18 de agosto de 2014

Professor para quê?

Recebemos um menino na idade de matrícula no ensino fundamental, que passava por avaliação psicológica, em razão de suspeita de um transtorno de comportamento. Para que a criança e a família se sentissem seguras, elaboramos uma adaptação de tempo e de atendimento, acompanhamos a professora nas intervenções ao aluno. Todo um arsenal de estratégias, nossa obrigação, sem dúvida, mesmo que ainda estivéssemos sem um parecer de profissional especializado.

Ansiosos, esperávamos mais esclarecimentos a respeito da criança, que a cada dia nos encantava e demonstrava tantas possibilidades, apesar da grave sentença do profissional da saúde: "Esta criança deverá ser matriculada na educação infantil". Isso significava andar para trás.

A criança que enxergávamos era outra: um menino imaturo, mas que demonstrava ser capaz de desenvolver a linguagem ainda muito infantil e a cada dia expressava-se mais e melhor. Progressos eram observados, mesmo que os avanços nos conteúdos escolares não fossem tão visíveis. No convívio com os coleguinhas da turma e com os profissionais da escola, ampliava o círculo de amigos e, apaixonado pela inspetora, todos os dias entregava-se a ela para que o conduzisse, sem o menor receio. A família foi informada de tudo e a relação com a escola parecia bastante amistosa.

Embora houvesse um contraste entre a avaliação da escola e a da saúde, respeitamos a opinião do profissional da psicologia e solicitamos à inspeção auxílio de como atender legalmente a  sugestão da psicóloga, o que se deu com todo critério e cautela, já que o desenvolvimento de uma criança estava em jogo.

Com muito pesar, fizemos a transferência e nosso docinho mais uma vez surpreendeu. Mostrou que é capaz de enfrentar situações novas e de se adaptar a elas. Nossa consciência estava tranquila. Respeitamos os pareceres e tomamos as atitudes necessárias, investindo mais uma vez na aprendizagem e na felicidade do aluno.

Hoje, quando chegamos à escola, encontramos uma ordem de um promotor de justiça, para que fizéssemos imediatamente o que determinava o parecer do psicólogo.

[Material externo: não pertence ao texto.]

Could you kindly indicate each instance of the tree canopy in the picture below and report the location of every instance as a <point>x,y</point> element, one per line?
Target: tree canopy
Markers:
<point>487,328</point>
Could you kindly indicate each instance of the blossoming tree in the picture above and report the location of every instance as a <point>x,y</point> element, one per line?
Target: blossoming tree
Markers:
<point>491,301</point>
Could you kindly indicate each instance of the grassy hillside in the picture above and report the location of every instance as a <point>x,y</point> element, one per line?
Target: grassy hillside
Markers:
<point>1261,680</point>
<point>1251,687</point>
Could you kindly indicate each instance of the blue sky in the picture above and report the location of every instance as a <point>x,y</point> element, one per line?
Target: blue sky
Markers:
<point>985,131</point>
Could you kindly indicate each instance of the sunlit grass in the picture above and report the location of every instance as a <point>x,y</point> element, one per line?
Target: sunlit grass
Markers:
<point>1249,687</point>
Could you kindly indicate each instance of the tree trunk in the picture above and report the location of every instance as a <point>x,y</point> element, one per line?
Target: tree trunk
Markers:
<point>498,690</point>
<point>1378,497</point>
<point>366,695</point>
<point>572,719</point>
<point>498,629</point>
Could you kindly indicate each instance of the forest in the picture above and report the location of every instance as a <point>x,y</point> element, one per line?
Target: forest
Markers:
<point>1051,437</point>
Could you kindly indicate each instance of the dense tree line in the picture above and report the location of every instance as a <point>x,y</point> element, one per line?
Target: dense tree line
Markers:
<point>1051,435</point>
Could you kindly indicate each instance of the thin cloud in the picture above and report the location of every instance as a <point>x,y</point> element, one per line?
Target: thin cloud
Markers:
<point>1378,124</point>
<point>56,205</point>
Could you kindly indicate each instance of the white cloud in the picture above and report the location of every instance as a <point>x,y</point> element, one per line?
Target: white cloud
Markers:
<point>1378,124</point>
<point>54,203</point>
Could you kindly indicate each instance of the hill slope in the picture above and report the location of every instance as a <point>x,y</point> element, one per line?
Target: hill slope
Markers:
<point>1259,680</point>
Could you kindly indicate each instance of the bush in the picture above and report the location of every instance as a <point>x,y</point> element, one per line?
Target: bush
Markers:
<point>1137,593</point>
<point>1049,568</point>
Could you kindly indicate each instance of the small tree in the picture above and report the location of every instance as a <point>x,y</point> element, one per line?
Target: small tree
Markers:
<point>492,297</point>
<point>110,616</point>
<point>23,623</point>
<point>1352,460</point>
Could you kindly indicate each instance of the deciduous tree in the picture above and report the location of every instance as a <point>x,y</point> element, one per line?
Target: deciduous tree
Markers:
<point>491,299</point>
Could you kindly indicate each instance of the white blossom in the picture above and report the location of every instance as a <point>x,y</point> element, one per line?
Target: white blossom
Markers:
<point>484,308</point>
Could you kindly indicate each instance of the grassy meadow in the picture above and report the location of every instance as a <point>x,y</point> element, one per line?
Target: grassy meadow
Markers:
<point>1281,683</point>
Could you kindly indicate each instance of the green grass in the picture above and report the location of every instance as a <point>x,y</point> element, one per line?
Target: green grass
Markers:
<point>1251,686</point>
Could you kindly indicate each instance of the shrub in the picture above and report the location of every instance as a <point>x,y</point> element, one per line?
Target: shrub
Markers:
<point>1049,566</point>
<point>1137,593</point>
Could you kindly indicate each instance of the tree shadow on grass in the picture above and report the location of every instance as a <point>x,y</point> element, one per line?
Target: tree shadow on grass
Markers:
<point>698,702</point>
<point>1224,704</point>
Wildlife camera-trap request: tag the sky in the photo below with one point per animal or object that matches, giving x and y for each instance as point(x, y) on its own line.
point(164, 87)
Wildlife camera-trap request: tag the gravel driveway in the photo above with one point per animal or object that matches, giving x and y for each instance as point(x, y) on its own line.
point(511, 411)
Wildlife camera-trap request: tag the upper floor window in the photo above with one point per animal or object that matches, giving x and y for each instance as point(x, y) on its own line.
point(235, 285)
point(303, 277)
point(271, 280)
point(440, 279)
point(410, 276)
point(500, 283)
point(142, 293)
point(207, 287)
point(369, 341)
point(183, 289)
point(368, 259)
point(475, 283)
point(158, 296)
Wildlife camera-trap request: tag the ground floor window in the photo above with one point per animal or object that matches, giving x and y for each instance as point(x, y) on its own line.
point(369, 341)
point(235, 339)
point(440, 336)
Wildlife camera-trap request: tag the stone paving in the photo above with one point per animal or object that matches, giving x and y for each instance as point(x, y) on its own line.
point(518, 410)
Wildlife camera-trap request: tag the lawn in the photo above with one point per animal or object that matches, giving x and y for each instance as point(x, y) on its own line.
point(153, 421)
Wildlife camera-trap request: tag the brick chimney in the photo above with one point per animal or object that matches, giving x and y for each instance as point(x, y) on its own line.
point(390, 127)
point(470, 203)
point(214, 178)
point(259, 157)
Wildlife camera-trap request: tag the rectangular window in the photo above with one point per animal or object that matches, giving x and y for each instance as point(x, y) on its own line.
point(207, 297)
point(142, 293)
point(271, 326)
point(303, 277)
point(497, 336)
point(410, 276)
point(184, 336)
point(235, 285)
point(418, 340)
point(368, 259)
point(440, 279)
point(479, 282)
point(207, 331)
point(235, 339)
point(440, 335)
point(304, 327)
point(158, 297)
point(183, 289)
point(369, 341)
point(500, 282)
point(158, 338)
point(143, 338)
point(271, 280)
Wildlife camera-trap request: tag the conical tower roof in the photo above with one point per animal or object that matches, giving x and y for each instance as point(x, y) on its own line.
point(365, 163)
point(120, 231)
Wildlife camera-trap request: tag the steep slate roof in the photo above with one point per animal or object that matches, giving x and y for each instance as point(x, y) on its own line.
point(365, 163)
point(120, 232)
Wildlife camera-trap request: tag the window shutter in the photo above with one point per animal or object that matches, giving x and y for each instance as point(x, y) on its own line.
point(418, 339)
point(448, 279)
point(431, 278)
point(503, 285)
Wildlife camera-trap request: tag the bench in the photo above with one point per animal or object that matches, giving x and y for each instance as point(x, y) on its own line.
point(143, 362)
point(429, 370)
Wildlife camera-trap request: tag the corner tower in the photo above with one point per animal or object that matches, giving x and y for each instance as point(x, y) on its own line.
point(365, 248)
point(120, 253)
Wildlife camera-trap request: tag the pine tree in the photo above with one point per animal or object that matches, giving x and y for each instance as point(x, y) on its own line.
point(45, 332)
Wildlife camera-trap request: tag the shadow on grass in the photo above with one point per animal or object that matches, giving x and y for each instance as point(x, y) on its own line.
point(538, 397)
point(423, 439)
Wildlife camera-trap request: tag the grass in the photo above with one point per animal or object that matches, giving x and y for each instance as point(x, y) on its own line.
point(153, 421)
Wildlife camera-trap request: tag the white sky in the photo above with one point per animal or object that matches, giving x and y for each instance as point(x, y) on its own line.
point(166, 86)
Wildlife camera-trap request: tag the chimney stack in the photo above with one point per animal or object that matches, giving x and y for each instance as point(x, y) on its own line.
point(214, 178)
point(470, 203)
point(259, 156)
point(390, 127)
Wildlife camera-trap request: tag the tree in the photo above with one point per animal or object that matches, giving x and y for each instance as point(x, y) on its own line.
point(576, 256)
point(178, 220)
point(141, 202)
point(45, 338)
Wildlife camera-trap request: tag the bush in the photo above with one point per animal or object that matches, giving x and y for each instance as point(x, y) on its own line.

Mas a determinação já havia sido cumprida! Que mais deveríamos fazer? Uma sequência de indagações cutucaram-me durante o resto do dia. Tivemos a humildade de ouvir pessoas que jamais estiveram um momento sequer durante o recreio para assistir a como a criança brincava com os companheiros de turma. Fomos comedidos e tivemos a preocupação de tomar todas as atitudes com respaldo na lei e evitarmos qualquer problema legal, a fim de que a matrícula do aluno ficasse regular. Envolvemos a família, para que todos se percebessem respeitados.

Jamais, enviei um ofício a alguém da justiça para corrigir-lhe uma vírgula mal empregada nem meti-me a ensinar lei a quem dela entendia, por acreditar que não era da minha alçada. Do mesmo modo que não questionei qualquer laudo recebido. Cada um no seu quadradinho, e eu fico no meu.

Só que na escola é diferente. Todos parecem ter o direito de meter o dedo no glacê, com o pretexto de serem todos educadores.